Skip to main content

Backup Preparation

When integrating with tools like tar or rsync, find acts as an intelligent pre-filter, identifying exactly which files need to be backed up based on complex criteria.

1. Incremental Tar Backups

If you need to create a tar archive of files that have changed in the last 24 hours, find can feed the file list directly to tar.

We use -print0 in find and --null -T - in tar to safely pass the filenames regardless of spaces.

# Find files modified in the last 1 day and archive them
find /var/www/html -type f -mtime -1 -print0 | tar -czvf /backups/inc_backup_$(date +%F).tar.gz --null -T -

2. Generating Rsync Include Lists

rsync is powerful, but its internal filtering logic can be complex.
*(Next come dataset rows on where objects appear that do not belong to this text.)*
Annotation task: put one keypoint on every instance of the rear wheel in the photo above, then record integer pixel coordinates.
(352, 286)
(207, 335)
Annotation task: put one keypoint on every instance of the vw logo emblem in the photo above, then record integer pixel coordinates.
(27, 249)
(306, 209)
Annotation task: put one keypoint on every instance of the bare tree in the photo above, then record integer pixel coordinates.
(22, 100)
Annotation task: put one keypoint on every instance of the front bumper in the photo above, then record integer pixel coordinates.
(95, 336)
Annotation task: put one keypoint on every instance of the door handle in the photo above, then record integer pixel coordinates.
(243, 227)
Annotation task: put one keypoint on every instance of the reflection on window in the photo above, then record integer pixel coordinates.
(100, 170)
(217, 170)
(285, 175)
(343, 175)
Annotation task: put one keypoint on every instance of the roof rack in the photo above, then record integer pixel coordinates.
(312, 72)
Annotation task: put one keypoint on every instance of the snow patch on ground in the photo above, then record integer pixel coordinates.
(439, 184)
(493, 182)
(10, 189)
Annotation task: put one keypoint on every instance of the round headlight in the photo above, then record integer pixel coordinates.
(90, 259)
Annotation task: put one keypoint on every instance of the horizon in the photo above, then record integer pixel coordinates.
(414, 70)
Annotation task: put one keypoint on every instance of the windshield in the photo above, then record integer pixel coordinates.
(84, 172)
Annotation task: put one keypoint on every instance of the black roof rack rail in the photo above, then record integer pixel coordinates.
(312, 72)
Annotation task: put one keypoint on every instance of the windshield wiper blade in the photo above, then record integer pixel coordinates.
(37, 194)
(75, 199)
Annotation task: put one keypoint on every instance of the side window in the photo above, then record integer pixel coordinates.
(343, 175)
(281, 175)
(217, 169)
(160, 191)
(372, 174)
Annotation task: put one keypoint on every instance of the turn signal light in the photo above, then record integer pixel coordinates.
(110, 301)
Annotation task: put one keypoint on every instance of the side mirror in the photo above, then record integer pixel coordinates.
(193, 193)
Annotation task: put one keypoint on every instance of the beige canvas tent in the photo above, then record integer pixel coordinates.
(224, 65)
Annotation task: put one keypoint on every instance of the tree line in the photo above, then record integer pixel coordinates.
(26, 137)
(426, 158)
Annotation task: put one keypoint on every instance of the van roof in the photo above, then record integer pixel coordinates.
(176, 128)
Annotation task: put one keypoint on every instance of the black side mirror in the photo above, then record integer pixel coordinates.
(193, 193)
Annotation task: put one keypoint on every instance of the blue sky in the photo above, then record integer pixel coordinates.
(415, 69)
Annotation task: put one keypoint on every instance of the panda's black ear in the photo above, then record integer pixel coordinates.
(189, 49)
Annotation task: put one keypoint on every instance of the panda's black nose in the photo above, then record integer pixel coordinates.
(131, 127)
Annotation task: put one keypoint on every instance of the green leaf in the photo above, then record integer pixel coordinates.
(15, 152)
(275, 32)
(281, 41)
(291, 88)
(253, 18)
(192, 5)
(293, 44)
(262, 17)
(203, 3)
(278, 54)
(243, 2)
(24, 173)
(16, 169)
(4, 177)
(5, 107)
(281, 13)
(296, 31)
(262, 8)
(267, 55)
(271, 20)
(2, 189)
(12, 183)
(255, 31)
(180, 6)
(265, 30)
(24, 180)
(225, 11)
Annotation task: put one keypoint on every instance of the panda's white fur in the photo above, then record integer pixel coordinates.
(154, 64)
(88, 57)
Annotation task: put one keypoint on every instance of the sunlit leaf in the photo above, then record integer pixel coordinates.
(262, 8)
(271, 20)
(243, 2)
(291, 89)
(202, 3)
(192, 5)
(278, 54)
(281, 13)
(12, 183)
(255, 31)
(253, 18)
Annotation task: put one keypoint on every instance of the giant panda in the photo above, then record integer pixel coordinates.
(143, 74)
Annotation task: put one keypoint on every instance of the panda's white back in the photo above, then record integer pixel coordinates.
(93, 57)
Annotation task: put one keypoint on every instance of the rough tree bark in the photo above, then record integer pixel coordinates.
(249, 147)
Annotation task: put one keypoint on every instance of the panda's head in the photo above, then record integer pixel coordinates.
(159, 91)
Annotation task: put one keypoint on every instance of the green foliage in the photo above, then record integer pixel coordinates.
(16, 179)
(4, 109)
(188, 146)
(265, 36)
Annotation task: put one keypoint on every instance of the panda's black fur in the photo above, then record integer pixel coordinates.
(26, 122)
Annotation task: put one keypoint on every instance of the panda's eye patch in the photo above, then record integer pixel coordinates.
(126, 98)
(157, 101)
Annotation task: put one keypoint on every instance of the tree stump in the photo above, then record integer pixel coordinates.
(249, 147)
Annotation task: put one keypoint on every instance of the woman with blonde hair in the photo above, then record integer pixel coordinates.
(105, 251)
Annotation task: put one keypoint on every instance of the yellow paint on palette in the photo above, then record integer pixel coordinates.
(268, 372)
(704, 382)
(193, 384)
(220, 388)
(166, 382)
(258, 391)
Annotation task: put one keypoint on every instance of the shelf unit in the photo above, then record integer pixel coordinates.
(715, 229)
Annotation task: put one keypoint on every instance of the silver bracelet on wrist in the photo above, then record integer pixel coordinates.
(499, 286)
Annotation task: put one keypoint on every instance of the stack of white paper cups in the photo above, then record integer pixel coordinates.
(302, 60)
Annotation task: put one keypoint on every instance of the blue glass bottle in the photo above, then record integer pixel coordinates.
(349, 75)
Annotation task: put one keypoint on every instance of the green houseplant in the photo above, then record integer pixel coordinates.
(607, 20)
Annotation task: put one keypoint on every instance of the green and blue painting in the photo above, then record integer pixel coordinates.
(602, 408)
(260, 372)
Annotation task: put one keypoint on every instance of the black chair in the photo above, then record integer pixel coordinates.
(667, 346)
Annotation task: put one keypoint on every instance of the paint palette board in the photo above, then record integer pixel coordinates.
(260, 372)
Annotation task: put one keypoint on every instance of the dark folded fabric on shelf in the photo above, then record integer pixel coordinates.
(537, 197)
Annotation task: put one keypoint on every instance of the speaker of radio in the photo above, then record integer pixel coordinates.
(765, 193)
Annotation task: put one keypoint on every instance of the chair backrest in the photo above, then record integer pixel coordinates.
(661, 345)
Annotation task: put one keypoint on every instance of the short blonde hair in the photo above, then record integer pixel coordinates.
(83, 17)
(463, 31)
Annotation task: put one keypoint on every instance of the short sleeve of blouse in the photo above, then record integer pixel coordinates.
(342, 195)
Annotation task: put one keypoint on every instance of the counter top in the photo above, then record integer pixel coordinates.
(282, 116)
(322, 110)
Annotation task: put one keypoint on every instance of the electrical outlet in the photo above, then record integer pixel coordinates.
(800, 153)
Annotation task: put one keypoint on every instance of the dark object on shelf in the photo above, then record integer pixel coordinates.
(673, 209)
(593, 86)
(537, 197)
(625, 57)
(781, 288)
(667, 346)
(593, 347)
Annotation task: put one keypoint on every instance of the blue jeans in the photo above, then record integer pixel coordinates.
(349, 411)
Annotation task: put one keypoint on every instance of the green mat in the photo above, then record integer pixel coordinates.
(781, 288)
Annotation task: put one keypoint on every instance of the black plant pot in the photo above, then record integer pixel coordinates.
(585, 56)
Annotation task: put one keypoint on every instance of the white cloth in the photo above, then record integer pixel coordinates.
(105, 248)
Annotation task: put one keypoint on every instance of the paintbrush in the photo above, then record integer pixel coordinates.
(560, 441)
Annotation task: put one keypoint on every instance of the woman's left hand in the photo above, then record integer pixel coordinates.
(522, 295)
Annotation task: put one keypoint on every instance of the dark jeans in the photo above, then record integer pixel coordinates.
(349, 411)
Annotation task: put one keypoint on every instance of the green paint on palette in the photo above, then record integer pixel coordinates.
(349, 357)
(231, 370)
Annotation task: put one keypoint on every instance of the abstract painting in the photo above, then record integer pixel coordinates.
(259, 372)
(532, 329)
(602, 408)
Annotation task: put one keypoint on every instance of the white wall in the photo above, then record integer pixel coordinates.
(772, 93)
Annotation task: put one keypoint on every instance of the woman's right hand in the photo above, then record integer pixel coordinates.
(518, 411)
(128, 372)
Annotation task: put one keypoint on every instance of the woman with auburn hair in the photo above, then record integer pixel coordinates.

Sometimes it is easier to use find to generate an exact list of files, and tell rsync to sync only those files.

# 1. Generate the list of critical config files
find /etc -type f \( -name "*.conf" -o -name "*.ini" \) > /tmp/backup-list.txt

# 2. Feed the list to rsync
rsync -avz --files-from=/tmp/backup-list.txt / remote_server:/backups/configs/

3. Finding Files Larger Than the Backup Threshold

If your cloud backup provider restricts individual file sizes (e.g., S3 limits or Glacier constraints), use find to locate offending files before the backup job fails.

# Locate and document files over 5GB
find /data -type f -size +5G -exec ls -lh {} \; > /var/log/large-files-audit.txt

4. Staging Data for Migration

When migrating servers, you often want to move the data but leave behind OS-generated artifacts, cache files, and old sessions.

# Move all PHP session files older than 2 days to a temporary trash dir
# (Instead of migrating them to the new server)
find /var/lib/php/sessions -type f -mtime +2 -execdir mv {} /tmp/session_trash/ \;